I used to think arts festivals were about art - I mean paintings framed and hanging on the wall - and maybe some pieces of sculpture. I then learned what art installations were and, while not always understanding them, I began to understand that the arts encompass so many different forms of creativity, innovation, skill and imagination.

The big eye opener was reading a poster for Galway Arts Week twenty-plus years ago and seeing the range of activities and exhibitions on offer. And thus, my love of arts festivals was born.

Days out

I have now enjoyed many days out and even the odd weekend at an arts festival somewhere around the country. As this year’s Galway International Arts festival comes to a close, I’m reflecting on what I’ve seen, learned, heard and enjoyed over the years.

Arts festivals are fun. I come away from so many events with a big smile on my face and, in some instances, with a face sore from laughing. Yesterday, I took part in a silent disco on the streets of Galway. There were forty of us wearing headphones so no passersby could hear what we were listening to as we were led through various dance routines by a mad Spanish dancer wearing fluorescent pink. I’ve wanted to do it for years as it’s a staple event at this festival, but never had the courage. I mean, I probably looked like a complete eejit dancing in Shop Street at 3pm, but I threw caution (and dignity) to the wind and I had a blast.


Interaction with the community is a big part of most arts festivals. I’ve met so many lovely people at different exhibitions. Sometimes, we would start a conversation looking at a piece of art because we either really understood it or were completely baffled as to what the artist was trying to convey. Many of these chats are with volunteers from the community, without whom festivals wouldn’t survive, and they enjoy meeting visitors and sharing their sense of pride in their community festival.

Arts festivals are family-friendly and I have seen all ages and abilities take part. Most have a parade or similar street event that is fun for everyone.

Macnas were formed as part of the Galway Arts Festival and are now thrilling people all over the country with their street performances - much loved by children who are often both enthralled and scared while watching.

At the Saw Doctors concert last week, I saw children, teens, and all ages (one lady I met was 84) in the audience. My own daughter, 26, came with me and we sang, jumped up and down and danced - at the end, she proclaimed it was the best live concert ever.
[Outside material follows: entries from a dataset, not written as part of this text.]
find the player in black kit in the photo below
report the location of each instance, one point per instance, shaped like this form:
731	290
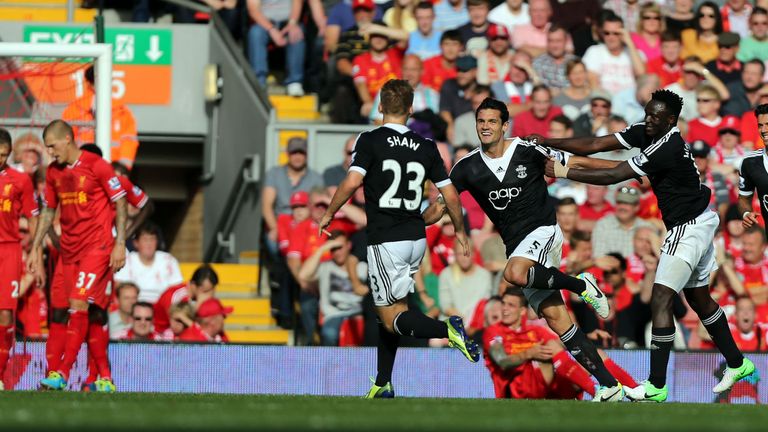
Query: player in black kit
753	174
506	178
688	254
391	163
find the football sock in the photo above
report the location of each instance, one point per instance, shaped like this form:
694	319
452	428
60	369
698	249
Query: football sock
77	330
385	355
418	325
98	343
717	326
586	354
619	373
551	278
662	339
566	367
6	343
54	346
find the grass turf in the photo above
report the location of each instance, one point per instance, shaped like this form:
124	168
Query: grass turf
140	412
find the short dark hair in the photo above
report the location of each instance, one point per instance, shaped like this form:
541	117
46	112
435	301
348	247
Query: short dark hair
671	100
491	103
620	258
563	120
396	97
761	109
92	148
150	228
671	36
147	305
424	5
205	273
453	35
566	201
5	138
515	292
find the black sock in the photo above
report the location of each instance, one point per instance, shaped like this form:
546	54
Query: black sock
662	339
385	355
418	325
717	326
540	277
586	354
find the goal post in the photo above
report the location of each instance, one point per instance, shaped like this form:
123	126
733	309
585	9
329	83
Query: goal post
102	58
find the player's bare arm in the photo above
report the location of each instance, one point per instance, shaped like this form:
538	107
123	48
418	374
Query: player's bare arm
453	205
117	258
602	176
579	146
344	192
749	217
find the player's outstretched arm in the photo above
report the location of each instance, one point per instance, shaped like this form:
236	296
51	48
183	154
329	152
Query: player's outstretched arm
451	197
579	146
117	258
344	192
748	217
603	176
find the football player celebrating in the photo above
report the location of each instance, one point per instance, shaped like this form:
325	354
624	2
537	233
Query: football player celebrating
506	178
392	162
688	252
84	187
16	199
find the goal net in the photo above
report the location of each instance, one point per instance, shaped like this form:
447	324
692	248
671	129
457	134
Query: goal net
40	82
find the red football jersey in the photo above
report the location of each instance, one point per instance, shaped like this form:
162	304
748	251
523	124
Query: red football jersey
85	191
133	194
376	72
515	341
169	297
435	74
17	199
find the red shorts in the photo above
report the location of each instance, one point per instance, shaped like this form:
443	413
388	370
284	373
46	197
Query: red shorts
89	280
10	274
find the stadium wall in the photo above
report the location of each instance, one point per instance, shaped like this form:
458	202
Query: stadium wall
342	371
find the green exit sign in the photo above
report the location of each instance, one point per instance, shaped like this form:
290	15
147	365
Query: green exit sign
135	46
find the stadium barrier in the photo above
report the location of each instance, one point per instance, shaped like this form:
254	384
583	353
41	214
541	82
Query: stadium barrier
419	372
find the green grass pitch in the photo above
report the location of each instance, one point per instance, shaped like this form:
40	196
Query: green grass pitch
141	412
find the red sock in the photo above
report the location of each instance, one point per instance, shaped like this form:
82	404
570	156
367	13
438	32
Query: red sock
98	342
620	374
6	343
77	330
569	369
54	347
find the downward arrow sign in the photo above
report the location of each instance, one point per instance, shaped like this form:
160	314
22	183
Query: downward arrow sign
154	52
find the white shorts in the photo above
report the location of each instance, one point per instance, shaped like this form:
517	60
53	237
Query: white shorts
544	245
391	267
688	253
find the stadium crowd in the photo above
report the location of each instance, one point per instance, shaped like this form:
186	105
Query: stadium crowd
564	69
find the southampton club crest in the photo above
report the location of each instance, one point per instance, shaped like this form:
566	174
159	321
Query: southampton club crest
521	173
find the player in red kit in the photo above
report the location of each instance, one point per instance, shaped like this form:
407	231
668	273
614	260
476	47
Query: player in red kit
84	187
16	200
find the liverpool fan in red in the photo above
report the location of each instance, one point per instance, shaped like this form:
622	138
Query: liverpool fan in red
16	200
83	186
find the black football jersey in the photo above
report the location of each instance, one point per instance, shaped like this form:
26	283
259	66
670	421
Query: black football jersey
510	189
395	162
673	174
753	174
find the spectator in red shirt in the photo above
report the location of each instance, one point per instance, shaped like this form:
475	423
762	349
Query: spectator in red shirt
536	120
372	69
439	68
594	208
142	328
669	66
209	324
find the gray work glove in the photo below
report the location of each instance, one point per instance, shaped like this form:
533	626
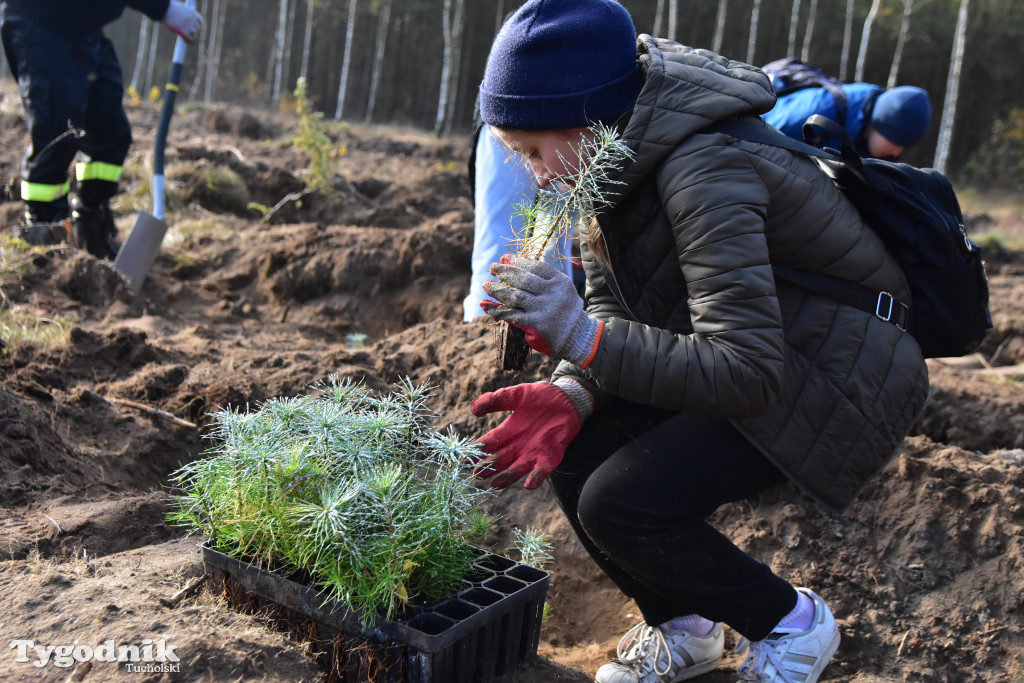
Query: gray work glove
544	303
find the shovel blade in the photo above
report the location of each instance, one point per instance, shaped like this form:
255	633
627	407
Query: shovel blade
139	250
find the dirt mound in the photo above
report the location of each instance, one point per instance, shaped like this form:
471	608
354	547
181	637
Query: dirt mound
925	571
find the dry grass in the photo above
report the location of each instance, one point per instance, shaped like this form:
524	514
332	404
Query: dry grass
22	326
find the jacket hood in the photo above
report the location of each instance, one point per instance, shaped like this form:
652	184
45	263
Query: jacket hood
685	89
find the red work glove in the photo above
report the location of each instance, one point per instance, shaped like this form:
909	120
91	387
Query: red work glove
532	439
543	302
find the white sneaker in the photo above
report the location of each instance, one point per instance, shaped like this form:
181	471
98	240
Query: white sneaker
648	654
788	655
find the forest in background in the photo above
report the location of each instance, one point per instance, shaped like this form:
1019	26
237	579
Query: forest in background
419	62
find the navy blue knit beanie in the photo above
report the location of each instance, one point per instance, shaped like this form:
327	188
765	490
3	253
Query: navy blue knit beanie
561	63
902	115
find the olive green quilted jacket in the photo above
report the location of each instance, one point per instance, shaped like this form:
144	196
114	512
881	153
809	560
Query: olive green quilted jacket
695	319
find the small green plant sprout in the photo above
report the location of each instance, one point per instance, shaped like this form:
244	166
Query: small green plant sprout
551	219
534	547
313	140
344	488
355	340
580	197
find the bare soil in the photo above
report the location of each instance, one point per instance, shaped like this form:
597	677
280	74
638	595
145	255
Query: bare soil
925	571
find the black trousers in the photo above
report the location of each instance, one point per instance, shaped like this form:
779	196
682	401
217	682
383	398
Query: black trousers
637	485
61	81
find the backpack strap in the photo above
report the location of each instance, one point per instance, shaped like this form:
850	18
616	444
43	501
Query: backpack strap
754	129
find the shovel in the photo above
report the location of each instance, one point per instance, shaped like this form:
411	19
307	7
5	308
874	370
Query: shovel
142	244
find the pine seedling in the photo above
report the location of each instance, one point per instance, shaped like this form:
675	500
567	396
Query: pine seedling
534	547
350	488
580	197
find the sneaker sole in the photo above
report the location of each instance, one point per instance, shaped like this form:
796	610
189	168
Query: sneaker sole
823	660
695	670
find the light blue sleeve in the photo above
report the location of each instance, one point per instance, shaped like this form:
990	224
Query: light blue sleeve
503	180
792	111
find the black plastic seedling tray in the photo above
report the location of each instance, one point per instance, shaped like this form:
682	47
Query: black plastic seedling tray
491	627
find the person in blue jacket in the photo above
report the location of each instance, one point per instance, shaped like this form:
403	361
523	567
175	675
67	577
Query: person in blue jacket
882	123
70	81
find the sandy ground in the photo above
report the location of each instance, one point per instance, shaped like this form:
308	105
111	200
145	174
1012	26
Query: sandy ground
925	571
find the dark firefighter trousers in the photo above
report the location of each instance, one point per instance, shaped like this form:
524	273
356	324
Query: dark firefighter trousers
68	83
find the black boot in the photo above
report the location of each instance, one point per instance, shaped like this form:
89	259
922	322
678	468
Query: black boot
45	222
93	228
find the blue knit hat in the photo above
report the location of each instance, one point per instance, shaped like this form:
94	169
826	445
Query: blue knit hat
902	115
561	63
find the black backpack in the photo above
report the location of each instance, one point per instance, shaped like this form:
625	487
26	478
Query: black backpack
915	213
790	74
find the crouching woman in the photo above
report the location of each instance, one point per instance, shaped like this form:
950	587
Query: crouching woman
692	376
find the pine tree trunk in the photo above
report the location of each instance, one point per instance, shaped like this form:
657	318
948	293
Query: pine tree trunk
383	24
347	59
143	27
200	56
752	40
445	66
791	49
289	30
216	45
723	9
812	15
847	40
499	16
307	38
279	49
904	29
865	38
952	91
457	26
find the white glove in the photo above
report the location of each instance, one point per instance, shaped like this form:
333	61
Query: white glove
183	20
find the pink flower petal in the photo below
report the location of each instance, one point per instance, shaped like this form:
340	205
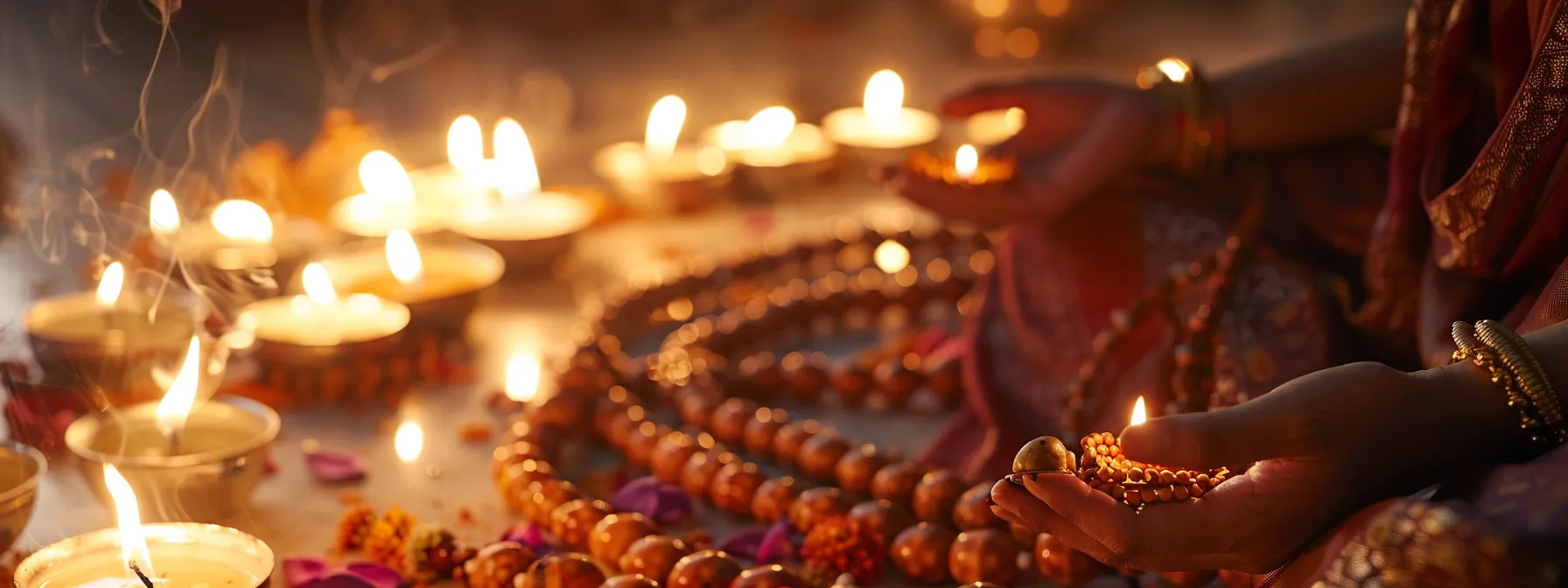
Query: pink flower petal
336	465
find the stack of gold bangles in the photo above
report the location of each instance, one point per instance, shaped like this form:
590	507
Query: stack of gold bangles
1508	358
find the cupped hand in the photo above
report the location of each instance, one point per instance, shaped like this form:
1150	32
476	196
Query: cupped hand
1320	447
1078	136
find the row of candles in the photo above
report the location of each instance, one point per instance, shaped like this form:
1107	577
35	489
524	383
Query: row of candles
206	455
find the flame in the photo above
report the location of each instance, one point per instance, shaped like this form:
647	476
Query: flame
663	128
317	284
410	441
891	256
132	542
178	402
466	144
522	376
1175	69
403	257
885	96
110	286
516	172
242	220
383	176
164	217
770	128
966	162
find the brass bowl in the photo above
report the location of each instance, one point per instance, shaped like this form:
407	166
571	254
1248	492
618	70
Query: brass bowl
21	469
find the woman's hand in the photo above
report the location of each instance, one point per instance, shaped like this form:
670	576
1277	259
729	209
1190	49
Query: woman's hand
1326	445
1078	136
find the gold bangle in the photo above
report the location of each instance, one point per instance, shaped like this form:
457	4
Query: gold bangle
1516	354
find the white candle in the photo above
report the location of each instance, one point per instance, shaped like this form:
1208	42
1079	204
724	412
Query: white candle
882	121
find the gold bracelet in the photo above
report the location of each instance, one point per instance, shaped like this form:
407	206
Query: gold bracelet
1200	126
1518	358
1476	350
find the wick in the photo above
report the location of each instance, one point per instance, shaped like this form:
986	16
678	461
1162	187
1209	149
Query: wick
140	576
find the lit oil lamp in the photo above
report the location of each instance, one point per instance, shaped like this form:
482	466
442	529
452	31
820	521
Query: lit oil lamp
661	174
1104	467
112	334
966	168
439	281
156	556
188	459
528	226
389	203
318	326
995	126
882	130
239	235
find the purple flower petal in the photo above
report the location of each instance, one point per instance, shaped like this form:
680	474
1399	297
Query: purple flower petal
336	465
303	570
746	542
339	579
663	504
376	574
778	544
528	536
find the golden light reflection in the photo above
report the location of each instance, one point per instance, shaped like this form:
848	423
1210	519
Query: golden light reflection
242	220
403	257
768	128
410	441
663	128
180	396
522	376
466	144
128	513
317	284
383	176
891	256
164	215
885	96
516	172
966	162
110	284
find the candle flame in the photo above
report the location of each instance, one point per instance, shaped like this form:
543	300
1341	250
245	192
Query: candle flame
180	396
242	220
891	256
1175	69
522	376
466	144
885	96
132	542
110	286
403	257
966	162
410	441
770	128
663	128
164	217
317	284
516	172
383	176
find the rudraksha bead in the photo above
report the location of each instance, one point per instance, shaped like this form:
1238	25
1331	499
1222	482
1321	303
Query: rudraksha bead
920	552
934	496
857	467
704	570
985	556
814	505
774	497
654	557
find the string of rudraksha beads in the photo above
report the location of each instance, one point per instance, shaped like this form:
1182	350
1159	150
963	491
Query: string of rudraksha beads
1138	483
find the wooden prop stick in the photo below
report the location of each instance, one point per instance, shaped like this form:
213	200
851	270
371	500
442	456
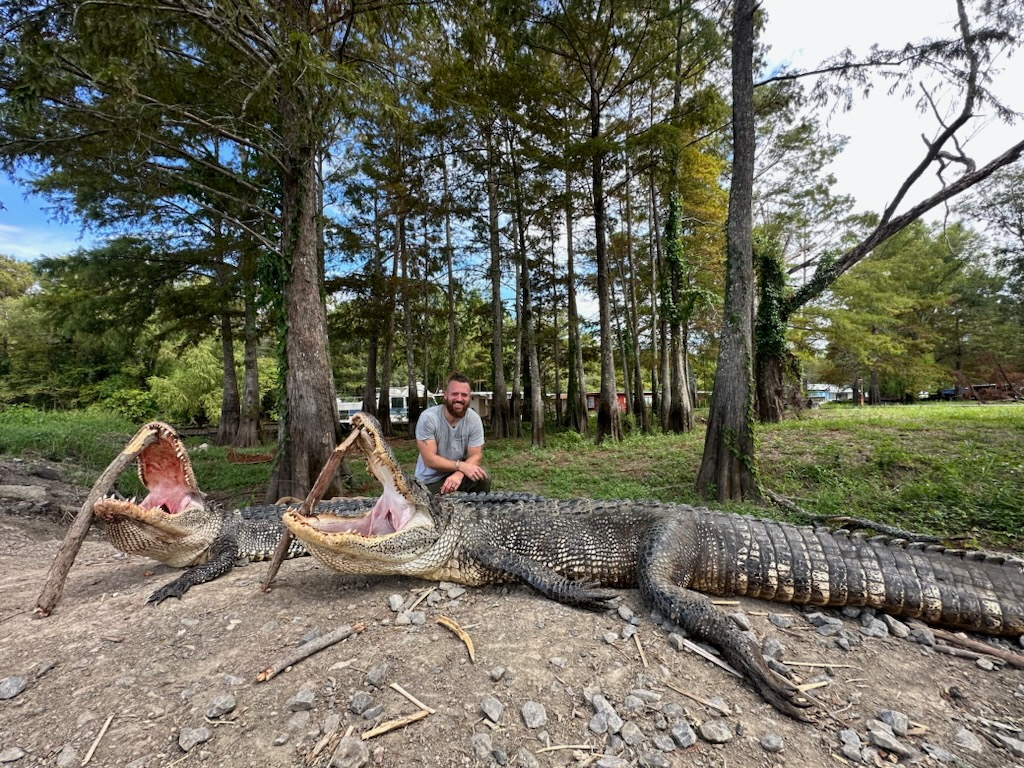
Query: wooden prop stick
311	500
72	543
307	649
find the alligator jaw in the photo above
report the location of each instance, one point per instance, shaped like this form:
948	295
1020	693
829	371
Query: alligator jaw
392	536
172	523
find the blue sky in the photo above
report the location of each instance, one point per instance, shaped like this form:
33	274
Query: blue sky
885	132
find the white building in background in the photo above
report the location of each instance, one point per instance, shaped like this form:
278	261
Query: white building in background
398	397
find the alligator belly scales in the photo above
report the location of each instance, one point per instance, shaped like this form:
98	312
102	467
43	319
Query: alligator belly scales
573	550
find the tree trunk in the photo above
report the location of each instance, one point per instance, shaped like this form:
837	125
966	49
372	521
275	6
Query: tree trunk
500	419
229	406
577	393
249	433
608	419
727	465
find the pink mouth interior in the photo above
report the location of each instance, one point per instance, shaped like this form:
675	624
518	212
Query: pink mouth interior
391	513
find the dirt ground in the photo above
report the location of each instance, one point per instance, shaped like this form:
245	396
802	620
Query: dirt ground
112	680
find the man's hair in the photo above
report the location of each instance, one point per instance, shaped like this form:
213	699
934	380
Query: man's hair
457	376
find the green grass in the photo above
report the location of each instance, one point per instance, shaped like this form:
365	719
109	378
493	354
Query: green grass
954	470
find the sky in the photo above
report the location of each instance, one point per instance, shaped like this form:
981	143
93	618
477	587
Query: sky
885	132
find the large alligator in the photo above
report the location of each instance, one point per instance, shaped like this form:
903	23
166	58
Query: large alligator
568	550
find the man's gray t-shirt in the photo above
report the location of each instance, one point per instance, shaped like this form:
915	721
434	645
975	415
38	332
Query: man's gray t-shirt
452	441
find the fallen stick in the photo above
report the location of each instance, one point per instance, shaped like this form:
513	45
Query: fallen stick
411	697
95	742
312	499
1014	659
461	633
307	649
72	543
392	725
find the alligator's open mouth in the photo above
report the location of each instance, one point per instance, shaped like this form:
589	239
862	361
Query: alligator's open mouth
404	511
146	525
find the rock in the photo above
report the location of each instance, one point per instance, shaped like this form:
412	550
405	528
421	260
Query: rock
683	734
632	734
492	708
772	742
896	627
534	715
11	686
1014	745
192	737
741	621
716	731
966	738
68	757
303	700
481	747
361	701
895	720
938	754
220	706
377	674
351	753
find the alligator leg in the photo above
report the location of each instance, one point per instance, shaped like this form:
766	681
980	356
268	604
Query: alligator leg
510	566
223	552
665	568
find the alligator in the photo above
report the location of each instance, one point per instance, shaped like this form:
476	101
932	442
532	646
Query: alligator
578	551
175	523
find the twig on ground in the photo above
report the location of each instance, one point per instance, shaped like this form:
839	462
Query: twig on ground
312	499
391	725
717	708
1014	659
411	697
307	649
72	543
95	742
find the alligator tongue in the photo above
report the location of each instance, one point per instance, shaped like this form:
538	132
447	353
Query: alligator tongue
389	514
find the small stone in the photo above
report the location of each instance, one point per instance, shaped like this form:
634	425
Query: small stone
534	715
68	757
966	738
923	635
683	734
772	648
716	731
492	708
220	706
895	720
303	700
481	745
889	742
896	627
11	686
632	734
741	621
190	737
771	742
938	754
377	674
351	753
361	701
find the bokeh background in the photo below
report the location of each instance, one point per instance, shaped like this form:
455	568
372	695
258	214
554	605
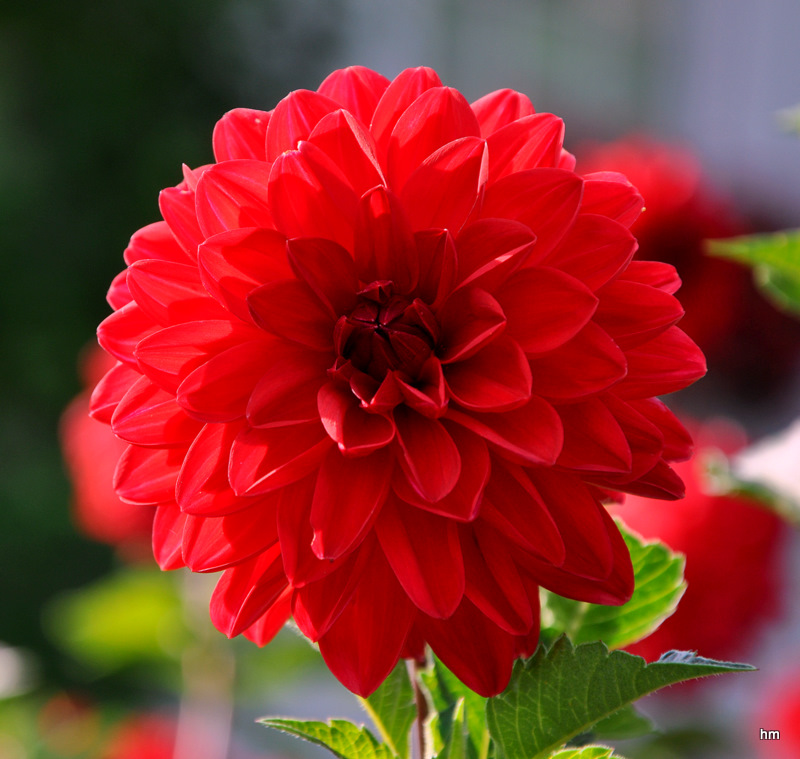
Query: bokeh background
100	103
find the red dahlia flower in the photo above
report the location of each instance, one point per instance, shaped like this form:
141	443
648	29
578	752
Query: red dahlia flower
379	365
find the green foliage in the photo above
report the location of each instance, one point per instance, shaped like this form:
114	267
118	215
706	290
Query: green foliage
626	723
562	692
343	738
131	616
453	701
659	586
587	752
775	259
393	709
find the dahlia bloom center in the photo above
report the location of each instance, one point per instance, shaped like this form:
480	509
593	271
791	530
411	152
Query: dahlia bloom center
386	332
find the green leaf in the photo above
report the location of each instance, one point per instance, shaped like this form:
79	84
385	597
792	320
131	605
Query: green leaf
457	744
659	585
626	723
561	692
131	616
775	259
393	709
586	752
446	691
343	738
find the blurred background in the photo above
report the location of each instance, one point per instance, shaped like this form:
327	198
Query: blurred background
100	103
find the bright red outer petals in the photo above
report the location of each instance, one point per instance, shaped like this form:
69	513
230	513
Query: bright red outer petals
424	552
347	497
241	133
364	643
380	363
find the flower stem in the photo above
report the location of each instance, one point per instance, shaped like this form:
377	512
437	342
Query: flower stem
414	669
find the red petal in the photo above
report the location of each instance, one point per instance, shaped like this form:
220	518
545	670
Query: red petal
356	432
613	590
294	118
438	116
428	393
214	543
154	241
678	443
399	95
430	459
593	440
594	250
545	308
271	622
317	605
546	200
464	500
469	319
234	263
529	143
310	196
245	592
362	647
290	309
437	265
120	333
582	523
489	250
233	195
668	363
588	363
633	313
118	294
357	88
171	354
500	108
328	269
167	536
611	194
424	553
202	487
287	391
497	378
147	475
532	433
350	147
473	647
384	244
110	391
295	533
443	190
241	133
219	390
178	209
493	582
514	507
169	292
654	273
347	498
149	416
263	460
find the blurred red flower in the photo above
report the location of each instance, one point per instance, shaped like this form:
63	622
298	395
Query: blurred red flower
91	452
379	365
142	737
734	568
750	345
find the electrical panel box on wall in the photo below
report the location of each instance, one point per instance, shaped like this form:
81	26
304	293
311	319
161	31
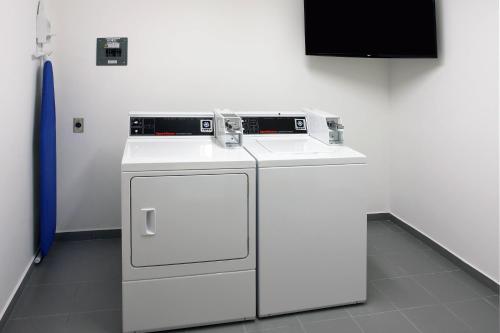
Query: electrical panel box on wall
112	51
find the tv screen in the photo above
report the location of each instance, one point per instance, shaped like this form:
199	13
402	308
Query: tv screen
371	28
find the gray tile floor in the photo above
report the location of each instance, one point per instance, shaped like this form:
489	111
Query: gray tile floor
411	289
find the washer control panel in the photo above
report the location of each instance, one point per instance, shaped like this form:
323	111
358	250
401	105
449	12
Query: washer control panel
171	126
274	125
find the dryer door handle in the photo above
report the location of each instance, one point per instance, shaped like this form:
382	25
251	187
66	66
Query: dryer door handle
149	221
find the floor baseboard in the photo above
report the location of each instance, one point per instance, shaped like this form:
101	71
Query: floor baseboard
436	246
88	235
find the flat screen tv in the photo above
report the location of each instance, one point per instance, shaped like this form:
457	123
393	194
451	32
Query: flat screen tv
371	28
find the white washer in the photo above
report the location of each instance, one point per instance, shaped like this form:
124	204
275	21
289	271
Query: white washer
188	225
311	216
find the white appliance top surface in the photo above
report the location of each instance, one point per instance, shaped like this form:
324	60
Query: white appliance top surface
193	153
298	150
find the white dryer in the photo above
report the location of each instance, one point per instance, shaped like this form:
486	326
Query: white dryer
188	225
311	216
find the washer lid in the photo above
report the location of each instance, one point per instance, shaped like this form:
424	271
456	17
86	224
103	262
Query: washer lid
200	153
282	151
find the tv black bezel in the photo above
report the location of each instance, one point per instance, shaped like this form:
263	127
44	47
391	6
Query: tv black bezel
374	55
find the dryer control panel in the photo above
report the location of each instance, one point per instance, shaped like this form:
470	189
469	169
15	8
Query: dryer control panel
274	125
171	126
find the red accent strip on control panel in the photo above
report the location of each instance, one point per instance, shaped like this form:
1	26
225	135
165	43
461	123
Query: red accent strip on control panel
164	133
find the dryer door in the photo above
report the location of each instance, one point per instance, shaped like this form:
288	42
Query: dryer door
189	219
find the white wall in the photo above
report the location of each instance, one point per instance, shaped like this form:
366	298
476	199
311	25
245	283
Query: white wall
444	138
17	107
195	55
I always learn something new at arts festivals. Many exhibitions teach me about new cultures or traditions, or I learn to look at things from a different perspective. Photographic exhibitions are a great way of seeing the ordinary in a new light. Photographs of faces from all over the world teach us that, despite the colour of the skin, age or gender, we are all human.


As well as learning, I see things differently and how they reflect my life. At one play a few years ago, I watched as one actor played six different roles. Each time he changed role he changed the hat he was wearing. It was subtle but effective, and made me think of how different we can feel depending on what we wear and how we change our clothes to do different things or go to different places.

Going to arts festivals has allowed me to sit in theatres, where you could hear the proverbial pin drop; engage in robust discussion on issues from climate change to women’s rights; stand in a bog, looking at a huge mirror reflect the world around me; sing, laugh and cry; wonder at the skill and creativity that make up the exhibits; join hundreds as we built a tower of cardboard boxes; dance like no one is watching and meet people from all over the world.